I'll forgive you if you haven't been paying attention to the New Democratic leadership race. It's been about as thrilling as watching paint dry. This suits a lot of Dippers, who believe in consensus and kumbaya, unlike those fratricidal Liberals, who are always tearing each other to shreds in their ruthless quest for power. NDPers are morally and spiritually better than that.
But now, New Democrats might be ready to select a mean guy. Thomas Mulcair's main claim to fame is that he is a pit bull. Some people think this is a good thing, because only a pit bull is mean and nasty enough to take on Prime Minister Stephen Harper.
NDPers must be nostalgic for St. Jack. He was always smiling and his brand of socialism wasn't very scary. He was a happy warrior. Now they've got to choose between an angry warrior and a crowd of wimps. Decent people they may be, but there's not enough charisma among the lot of them to power an environmentally friendly light bulb.
The other point in Mr. Mulcair's favour is geography. He's from Quebec. So are a majority of the party's seats. Maybe he can persuade Quebeckers that even though le bon Jack is gone, his party is worth more than a one-night stand. The way to do this is by promising them everything they want, forever. And if Quebeckers don't like the way things are going, no problem! They can leave.
Within the party, the rap against Mr. Mulcair is that he believes in "modernizing." This seems to mean he might try to move the party to the centre to win more popular support. There are rumours that he might even talk to the Liberals. "Modernizing" is a dirty word to many Dippers, who, unlike Liberals, prefer purity to power. The old guard thoroughly despise him. Even Ed Broadbent has been trash-talking him.
The trouble is, the world has changed a lot since Mr. Broadbent led his party to a (then) record 43 seats back in 1988. The socialists, and their ideas, fell out of power across Europe. The NDP's old base of well-paid union workers shrank dramatically – they now account for just 16 per cent of Canadians working in the private sector. The public-sector unions can expect dwindling support from the rest of the country as they fight to defend their privileges, which look pretty good compared to most people's. Our most pressing public-policy challenge is health care, which is straining at the seams because of soaring costs and unquenchable demand. Jobs for kids are drying up. The NDP has nothing to say about all this, except "tax the rich."

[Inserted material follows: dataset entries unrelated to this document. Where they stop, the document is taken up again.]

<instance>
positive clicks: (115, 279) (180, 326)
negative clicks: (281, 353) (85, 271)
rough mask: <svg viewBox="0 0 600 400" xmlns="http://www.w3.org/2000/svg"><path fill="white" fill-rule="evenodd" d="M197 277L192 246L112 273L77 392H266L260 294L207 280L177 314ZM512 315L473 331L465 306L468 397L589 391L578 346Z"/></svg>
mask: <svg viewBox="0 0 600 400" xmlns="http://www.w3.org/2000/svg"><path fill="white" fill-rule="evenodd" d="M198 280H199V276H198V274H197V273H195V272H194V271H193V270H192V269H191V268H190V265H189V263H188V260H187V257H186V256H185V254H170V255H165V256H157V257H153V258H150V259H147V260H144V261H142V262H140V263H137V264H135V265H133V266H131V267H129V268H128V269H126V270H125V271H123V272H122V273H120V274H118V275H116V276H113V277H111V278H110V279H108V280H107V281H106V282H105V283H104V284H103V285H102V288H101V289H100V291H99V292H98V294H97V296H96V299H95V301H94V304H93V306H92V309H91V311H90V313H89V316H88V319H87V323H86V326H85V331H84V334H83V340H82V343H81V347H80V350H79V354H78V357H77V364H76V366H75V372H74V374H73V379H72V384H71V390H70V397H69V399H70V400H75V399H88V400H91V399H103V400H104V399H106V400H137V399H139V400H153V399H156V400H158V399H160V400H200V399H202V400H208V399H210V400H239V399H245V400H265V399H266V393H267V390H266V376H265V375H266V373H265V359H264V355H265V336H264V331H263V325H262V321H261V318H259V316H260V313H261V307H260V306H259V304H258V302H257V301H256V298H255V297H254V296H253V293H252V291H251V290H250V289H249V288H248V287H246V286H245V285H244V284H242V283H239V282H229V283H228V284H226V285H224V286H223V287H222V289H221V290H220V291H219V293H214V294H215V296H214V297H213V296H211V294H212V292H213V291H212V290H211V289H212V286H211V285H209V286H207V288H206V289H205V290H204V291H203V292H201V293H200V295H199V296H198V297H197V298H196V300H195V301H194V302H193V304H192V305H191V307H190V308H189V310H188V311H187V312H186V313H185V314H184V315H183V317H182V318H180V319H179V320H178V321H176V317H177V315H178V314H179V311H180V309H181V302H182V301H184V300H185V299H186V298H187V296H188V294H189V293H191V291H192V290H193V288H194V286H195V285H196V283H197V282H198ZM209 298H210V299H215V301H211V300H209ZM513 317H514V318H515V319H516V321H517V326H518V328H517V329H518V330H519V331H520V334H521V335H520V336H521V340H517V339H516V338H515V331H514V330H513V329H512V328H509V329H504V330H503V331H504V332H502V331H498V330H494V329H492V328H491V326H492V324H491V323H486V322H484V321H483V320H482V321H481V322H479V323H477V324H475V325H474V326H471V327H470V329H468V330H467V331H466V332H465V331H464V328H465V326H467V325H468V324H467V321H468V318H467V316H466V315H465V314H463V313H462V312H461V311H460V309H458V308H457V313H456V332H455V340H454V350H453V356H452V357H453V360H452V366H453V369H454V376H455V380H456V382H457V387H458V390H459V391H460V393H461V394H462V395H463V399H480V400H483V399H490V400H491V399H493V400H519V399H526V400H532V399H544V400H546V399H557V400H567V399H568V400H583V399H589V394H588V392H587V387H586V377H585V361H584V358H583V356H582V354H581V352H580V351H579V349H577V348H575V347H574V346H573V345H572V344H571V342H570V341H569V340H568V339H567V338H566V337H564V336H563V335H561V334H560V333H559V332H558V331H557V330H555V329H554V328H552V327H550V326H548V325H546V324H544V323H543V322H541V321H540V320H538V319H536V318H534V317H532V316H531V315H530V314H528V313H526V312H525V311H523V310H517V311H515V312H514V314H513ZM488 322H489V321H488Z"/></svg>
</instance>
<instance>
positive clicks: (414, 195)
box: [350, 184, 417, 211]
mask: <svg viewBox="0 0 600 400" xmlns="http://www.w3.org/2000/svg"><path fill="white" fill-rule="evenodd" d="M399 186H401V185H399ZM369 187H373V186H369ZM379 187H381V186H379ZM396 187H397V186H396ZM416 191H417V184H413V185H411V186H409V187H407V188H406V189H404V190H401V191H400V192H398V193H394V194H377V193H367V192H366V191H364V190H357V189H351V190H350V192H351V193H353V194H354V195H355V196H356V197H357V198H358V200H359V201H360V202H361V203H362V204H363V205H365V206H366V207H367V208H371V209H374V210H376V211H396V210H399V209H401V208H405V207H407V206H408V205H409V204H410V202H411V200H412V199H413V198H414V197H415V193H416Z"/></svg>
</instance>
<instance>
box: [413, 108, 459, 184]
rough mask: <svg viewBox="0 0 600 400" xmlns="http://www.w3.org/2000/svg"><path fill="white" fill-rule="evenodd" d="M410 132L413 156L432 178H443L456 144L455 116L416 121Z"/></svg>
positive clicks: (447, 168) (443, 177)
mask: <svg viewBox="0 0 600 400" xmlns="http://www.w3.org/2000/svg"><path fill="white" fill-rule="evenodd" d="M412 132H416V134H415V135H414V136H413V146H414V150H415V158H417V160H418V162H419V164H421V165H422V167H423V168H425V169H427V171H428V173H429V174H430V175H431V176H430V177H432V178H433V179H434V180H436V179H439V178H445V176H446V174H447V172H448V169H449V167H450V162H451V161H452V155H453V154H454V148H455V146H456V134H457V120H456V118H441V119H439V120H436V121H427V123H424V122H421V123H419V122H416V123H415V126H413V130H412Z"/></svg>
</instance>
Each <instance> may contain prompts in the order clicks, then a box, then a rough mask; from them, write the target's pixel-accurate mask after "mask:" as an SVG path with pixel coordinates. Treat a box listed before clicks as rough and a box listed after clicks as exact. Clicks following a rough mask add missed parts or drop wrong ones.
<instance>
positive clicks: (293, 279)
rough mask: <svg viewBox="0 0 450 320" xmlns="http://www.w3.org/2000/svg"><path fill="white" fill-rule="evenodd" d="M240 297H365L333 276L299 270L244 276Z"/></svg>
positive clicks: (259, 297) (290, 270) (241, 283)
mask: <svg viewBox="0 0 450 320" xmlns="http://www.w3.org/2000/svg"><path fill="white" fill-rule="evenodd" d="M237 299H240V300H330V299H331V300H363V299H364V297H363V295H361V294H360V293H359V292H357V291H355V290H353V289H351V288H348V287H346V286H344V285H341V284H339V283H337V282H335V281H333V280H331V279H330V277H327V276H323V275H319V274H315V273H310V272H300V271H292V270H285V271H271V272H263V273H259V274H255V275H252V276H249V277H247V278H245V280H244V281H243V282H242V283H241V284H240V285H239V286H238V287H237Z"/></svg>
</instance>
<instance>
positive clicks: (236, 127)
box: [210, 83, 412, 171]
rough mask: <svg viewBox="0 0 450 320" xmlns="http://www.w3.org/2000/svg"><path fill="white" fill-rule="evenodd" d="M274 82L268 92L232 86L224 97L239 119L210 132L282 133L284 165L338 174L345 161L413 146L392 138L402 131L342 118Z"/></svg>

"We've always been very conscious of the fact that a majority of Canadians share most of our goals and values," Mr. Mulcair said the other day. But they don't. Take the oil sands. Most Canadians (except Quebeckers) want the oil sands developed in a responsible way because they think the economic benefits outweigh the drawbacks. Most NDPers want the oil left in the ground because they think the oil sands are immoral. Mr. Mulcair claims he's not against the oil sands (which he calls "tar sands") so long as the government extracts billions from the industry in the process. Westerners will go for that the day the Maple Leafs win the Stanley Cup.
Some NDPers are under the illusion that after the miracle of 2011, they actually have a shot at power. This is a fantasy. They stumbled into Official Opposition because Quebeckers loved Jack Layton and the Liberals fell apart. This confluence of circumstances will never be repeated. Today's progressives are in the same position conservatives were in 1993, only worse. It took only a few years for warring members of the right to overcome their distaste for each other and start talking about uniting again. The Liberals and New Democrats are far more tribal. Until they get over it, they don't have a chance. Otherwise, as the NDP's Pat Martin told The Hill Times last week, "Stephen Harper will be Prime Minister until he gets bored."